Why not just run it on your personal computer? You need one to access the VPS anyway.

mikeevmm commented 2 years ago

Point taken. Another, probably more reasonable, situation is using scli on a work computer: encryption is only a concern while you're away from the computer, and you may not have control over whether the drive is encrypted.

exquo commented 2 years ago

That's a good example of a common situation. In this case however, it would be preferable to use an established, well-tested solution like fscrypt.

mikeevmm commented 2 years ago

I feel like you're making a strong case for why this shouldn't exist, specifically due to a false sense of security. Wouldn't it be better to add a section to the README outlining the comments above (in particular how signal-desktop stores the key alongside the database)?

exquo commented 2 years ago

That seems to be the effect so far :). But I don't have a pre-formed opinion. In fact, I was planning on adding some support for history encryption to scli. Now that I think about it more, however, I don't yet see a usage scenario where some other alternative doesn't offer a better security. "False sense of security" is key, exactly - we certainly shouldn't promote it. I think we should try to identify the potential threats and recommend the appropriate solutions (in a note in the readme or somewhere similar, yes).

So far, I can think of:

There are other potential scenarios, of course. If scli is running only a small percentage of the time, it might make sense to have a script doing decryption - run - encryption (whatever tool is used for doing cryptography). It all depends on the threat model. So there might well be a place for a script like this, which we could include and advise on when to use.
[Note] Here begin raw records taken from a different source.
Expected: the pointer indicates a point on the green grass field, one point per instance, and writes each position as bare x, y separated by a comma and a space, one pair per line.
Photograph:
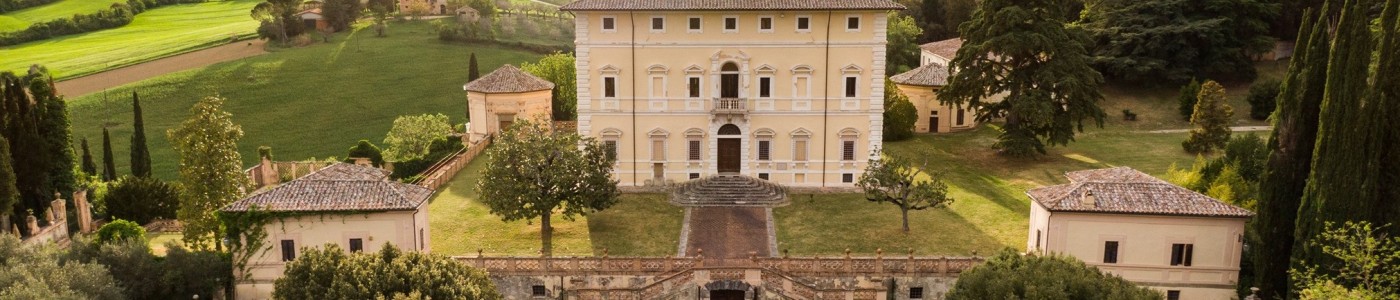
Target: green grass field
21, 18
639, 225
154, 34
312, 101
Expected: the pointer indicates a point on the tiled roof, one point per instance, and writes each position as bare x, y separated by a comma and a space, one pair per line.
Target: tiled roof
947, 48
508, 79
732, 4
930, 75
1129, 191
338, 188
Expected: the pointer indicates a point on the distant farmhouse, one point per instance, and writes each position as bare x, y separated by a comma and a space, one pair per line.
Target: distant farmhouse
1144, 229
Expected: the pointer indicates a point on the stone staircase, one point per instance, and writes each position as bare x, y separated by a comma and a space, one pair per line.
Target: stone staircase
730, 191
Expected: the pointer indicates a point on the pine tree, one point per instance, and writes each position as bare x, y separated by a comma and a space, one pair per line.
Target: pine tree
1211, 119
473, 72
1344, 164
88, 167
108, 161
140, 156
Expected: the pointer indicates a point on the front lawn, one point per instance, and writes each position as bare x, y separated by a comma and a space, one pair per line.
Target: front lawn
639, 225
304, 103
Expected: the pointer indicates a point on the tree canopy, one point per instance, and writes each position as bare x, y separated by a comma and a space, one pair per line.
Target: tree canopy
1025, 51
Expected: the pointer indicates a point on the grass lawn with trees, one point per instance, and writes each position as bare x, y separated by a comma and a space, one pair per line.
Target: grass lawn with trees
639, 225
21, 18
314, 101
154, 34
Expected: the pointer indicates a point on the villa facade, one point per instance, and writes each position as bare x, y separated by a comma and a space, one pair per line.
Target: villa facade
787, 91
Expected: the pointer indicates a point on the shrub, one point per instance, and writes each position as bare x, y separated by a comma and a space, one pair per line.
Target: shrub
121, 230
1263, 97
142, 199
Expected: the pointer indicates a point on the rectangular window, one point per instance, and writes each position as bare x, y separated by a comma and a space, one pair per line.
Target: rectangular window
1110, 251
763, 149
800, 150
609, 87
693, 83
289, 250
1182, 254
850, 87
609, 24
849, 150
765, 87
356, 244
693, 150
611, 147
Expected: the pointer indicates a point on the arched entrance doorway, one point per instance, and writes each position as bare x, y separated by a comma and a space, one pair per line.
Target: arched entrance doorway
728, 149
730, 80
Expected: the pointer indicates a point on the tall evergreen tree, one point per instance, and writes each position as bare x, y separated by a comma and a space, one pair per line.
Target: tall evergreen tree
473, 72
140, 156
88, 167
1025, 49
1290, 160
1344, 166
108, 161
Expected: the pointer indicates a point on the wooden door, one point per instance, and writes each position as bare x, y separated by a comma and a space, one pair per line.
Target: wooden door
728, 156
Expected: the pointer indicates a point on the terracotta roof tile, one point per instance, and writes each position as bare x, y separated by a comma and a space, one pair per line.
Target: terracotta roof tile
732, 4
508, 79
1129, 191
338, 188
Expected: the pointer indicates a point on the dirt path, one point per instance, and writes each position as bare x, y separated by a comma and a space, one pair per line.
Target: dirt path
94, 83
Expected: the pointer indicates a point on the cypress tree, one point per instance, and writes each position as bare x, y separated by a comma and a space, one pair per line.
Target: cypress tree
108, 164
473, 72
88, 167
1290, 159
140, 156
1344, 167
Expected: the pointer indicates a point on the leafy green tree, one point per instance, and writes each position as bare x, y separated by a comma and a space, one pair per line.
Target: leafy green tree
140, 154
902, 48
1186, 100
1290, 157
1211, 121
367, 150
895, 180
1038, 62
1011, 275
1148, 41
210, 170
108, 160
559, 69
899, 114
534, 171
332, 274
38, 272
1262, 98
412, 136
142, 199
88, 167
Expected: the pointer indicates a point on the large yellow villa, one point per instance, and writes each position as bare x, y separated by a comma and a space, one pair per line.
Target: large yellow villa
787, 91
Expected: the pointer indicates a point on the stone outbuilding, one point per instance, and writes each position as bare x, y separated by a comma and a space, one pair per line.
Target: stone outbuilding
496, 100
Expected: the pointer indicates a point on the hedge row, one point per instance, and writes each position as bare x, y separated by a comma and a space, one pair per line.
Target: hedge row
6, 6
118, 16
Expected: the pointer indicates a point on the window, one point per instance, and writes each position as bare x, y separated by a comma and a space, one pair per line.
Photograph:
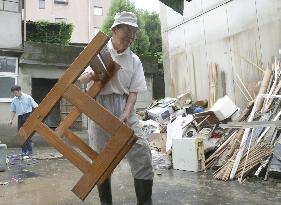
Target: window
97, 11
96, 30
41, 4
8, 77
10, 5
61, 1
60, 20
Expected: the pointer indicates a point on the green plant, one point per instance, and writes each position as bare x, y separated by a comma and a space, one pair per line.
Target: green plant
46, 32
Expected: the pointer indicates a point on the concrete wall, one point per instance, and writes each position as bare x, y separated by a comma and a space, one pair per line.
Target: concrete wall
10, 22
219, 31
79, 13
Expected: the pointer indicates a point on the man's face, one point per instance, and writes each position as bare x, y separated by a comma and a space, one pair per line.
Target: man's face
17, 93
125, 35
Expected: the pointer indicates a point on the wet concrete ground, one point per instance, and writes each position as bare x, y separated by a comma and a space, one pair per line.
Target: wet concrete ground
49, 182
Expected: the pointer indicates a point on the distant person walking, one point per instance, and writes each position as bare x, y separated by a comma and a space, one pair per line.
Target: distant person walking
22, 105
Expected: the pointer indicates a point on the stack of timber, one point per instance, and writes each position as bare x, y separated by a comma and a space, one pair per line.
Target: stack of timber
251, 141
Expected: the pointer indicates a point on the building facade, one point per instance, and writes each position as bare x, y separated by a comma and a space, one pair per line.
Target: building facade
86, 15
11, 47
224, 32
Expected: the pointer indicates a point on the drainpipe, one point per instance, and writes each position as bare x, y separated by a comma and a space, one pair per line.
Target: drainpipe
24, 22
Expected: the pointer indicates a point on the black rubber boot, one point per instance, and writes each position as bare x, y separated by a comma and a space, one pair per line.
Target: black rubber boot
104, 190
143, 190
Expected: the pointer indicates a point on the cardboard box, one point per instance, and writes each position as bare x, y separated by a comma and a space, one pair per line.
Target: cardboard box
188, 154
160, 114
224, 108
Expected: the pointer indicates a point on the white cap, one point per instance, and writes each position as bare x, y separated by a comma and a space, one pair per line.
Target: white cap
125, 17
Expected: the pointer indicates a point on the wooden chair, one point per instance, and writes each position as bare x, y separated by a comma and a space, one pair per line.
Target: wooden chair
99, 166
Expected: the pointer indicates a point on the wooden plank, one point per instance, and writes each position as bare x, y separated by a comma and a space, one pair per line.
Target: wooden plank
97, 113
112, 68
67, 79
81, 144
106, 157
67, 121
74, 157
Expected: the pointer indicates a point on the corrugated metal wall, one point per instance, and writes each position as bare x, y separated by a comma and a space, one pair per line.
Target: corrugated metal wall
217, 31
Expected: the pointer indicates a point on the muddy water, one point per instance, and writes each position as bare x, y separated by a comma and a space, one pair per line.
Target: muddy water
49, 182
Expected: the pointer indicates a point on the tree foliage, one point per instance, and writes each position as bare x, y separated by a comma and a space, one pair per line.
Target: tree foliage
148, 40
46, 32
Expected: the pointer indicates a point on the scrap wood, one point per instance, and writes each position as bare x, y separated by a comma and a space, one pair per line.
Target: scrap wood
275, 92
274, 84
264, 85
223, 150
244, 94
246, 135
256, 155
240, 80
246, 112
224, 172
212, 84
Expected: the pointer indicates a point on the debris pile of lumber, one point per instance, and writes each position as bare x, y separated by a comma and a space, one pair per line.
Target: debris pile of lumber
249, 143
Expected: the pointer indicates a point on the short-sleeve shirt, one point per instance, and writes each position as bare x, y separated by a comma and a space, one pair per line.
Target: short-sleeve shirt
23, 104
129, 78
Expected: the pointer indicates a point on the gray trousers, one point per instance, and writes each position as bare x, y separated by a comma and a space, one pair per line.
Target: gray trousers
139, 156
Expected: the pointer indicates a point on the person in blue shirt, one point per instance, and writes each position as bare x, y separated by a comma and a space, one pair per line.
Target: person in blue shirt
22, 106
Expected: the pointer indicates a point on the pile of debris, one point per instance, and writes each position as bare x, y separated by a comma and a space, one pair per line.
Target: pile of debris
237, 144
253, 146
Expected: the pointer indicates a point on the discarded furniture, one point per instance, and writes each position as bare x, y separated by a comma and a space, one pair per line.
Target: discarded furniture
99, 166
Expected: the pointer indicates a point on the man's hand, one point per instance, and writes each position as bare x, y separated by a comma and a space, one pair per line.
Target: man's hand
10, 122
124, 118
97, 76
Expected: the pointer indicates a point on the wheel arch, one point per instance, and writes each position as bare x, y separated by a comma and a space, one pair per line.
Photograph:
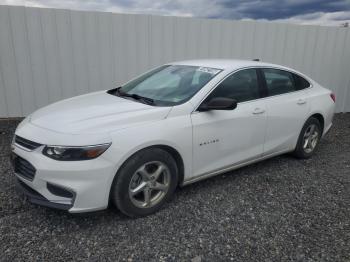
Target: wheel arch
168, 148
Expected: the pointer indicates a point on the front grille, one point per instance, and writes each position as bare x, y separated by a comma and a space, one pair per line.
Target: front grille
23, 168
30, 145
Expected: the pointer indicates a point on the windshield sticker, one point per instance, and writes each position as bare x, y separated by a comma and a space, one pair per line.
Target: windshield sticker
209, 70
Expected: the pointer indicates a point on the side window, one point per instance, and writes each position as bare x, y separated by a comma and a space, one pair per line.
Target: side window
242, 86
300, 82
278, 81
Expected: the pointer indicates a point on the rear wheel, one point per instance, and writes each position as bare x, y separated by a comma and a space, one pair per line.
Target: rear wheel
309, 138
145, 182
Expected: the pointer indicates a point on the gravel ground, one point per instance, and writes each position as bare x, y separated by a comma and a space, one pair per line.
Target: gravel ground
278, 210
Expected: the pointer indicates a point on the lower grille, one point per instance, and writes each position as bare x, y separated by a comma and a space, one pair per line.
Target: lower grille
23, 168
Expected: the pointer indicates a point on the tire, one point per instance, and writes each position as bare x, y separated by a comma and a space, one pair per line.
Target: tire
311, 128
150, 172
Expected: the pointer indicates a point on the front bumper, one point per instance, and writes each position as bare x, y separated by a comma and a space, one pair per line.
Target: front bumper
76, 186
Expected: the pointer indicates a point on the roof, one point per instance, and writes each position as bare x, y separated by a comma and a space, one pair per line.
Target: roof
228, 64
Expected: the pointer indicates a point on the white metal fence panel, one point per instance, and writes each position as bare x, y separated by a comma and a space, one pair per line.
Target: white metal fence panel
50, 54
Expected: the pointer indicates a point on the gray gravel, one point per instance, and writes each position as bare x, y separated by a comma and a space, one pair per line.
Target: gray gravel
278, 210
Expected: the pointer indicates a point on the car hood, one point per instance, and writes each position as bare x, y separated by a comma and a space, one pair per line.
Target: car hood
97, 112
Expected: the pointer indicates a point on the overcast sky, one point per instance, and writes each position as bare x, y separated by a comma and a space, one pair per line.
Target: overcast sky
322, 12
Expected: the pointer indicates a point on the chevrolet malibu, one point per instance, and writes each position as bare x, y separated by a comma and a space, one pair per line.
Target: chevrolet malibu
174, 125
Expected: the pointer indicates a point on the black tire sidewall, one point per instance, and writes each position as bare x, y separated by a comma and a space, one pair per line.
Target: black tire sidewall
120, 188
299, 151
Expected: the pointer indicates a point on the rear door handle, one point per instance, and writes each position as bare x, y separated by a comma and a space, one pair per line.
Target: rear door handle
258, 111
301, 102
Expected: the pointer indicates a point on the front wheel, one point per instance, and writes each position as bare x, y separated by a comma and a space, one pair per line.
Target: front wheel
145, 182
309, 138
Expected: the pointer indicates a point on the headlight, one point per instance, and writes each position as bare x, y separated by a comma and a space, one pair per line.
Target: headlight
66, 153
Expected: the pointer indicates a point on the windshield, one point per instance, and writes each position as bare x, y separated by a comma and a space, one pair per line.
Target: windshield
168, 85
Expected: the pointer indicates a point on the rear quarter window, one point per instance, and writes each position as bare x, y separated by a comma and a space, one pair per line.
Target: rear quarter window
300, 82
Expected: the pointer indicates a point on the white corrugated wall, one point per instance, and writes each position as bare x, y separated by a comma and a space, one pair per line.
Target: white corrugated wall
50, 54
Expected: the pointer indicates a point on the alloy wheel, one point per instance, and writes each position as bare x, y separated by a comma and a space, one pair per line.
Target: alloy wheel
149, 184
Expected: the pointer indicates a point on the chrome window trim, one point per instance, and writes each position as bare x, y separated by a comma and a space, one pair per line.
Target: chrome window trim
260, 98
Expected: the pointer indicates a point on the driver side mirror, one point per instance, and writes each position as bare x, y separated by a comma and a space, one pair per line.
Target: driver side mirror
218, 103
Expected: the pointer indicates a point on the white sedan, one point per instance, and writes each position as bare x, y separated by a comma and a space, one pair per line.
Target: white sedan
172, 126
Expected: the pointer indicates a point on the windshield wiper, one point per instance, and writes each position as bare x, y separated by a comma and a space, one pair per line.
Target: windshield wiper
146, 100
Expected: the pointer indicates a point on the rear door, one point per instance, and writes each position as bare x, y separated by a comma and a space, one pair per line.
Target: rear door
222, 138
287, 107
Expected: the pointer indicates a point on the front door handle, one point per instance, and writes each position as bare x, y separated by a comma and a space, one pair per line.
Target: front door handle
258, 111
301, 102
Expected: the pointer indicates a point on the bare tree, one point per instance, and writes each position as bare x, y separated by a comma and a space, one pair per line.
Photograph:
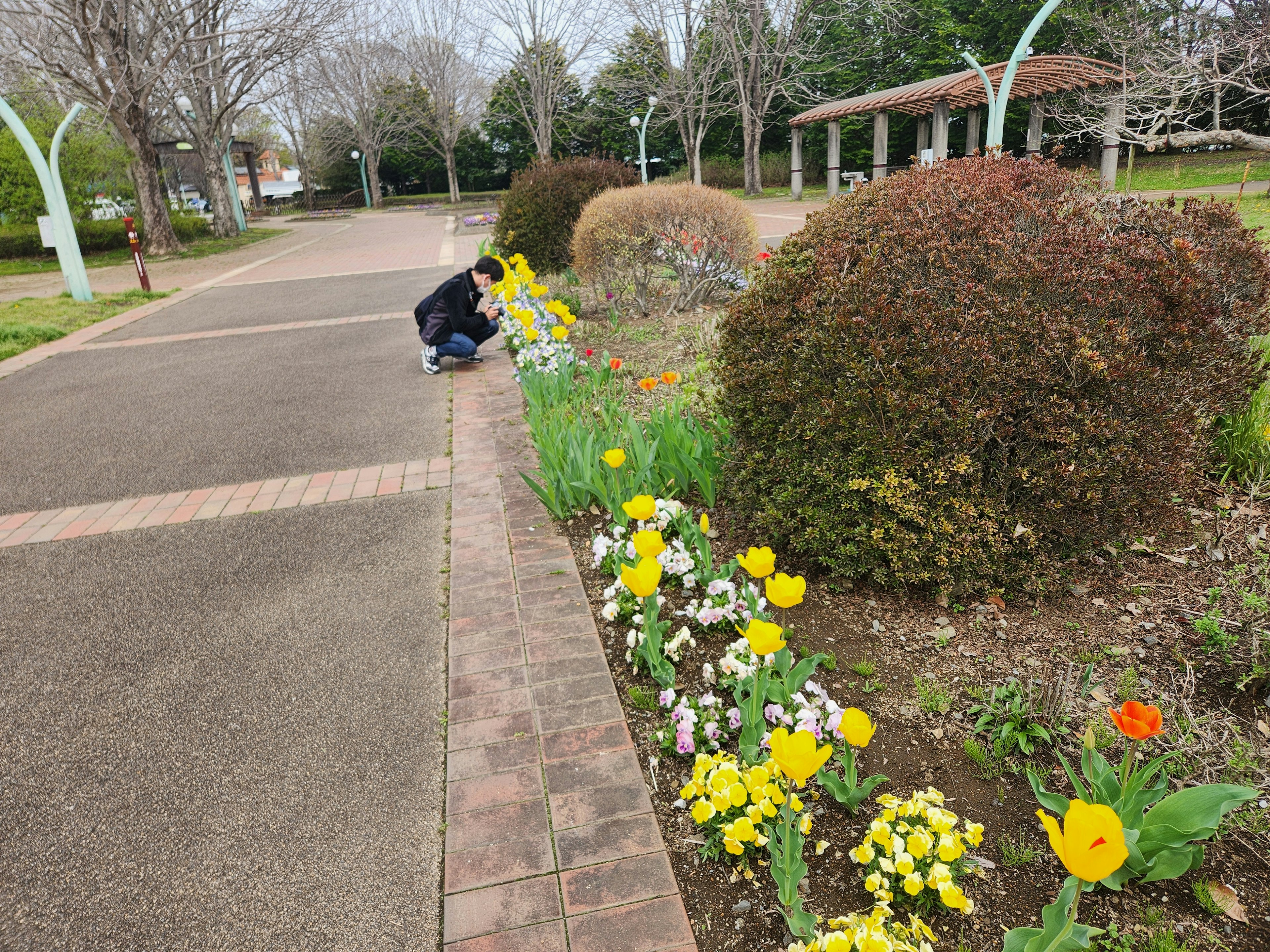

Most users' first reaction is probably: "Adding encryption is always better!". But the details matter. People should be making informed decisions based on their particular situations. We can mention signal-desktop's absence of encryption; not to justify our own, but as a general FYI. More important is why they have made this choice (not exactly something they have at length explained). But their rationale very likely applies to scli as well.

I've also started a discussion on this topic in signal-cli's repo. I'm no security expert, so hopefully someone over there can weigh in.

mikeevmm commented 2 years ago

Closing this PR for now, as I'm convinced that doing encryption on the chat data would only lead to a false of security. (I trust Signal's team's threat modelling more than mine.) If it turns out to make sense, you are welcome to re-open this PR.

exquo commented 2 years ago

I have added the relevant info to the README and linked to this discussion there.

Thanks again for bringing this up! It has helped to focus the thinking on the threat model and the issues with adding storage encryption to scli itself.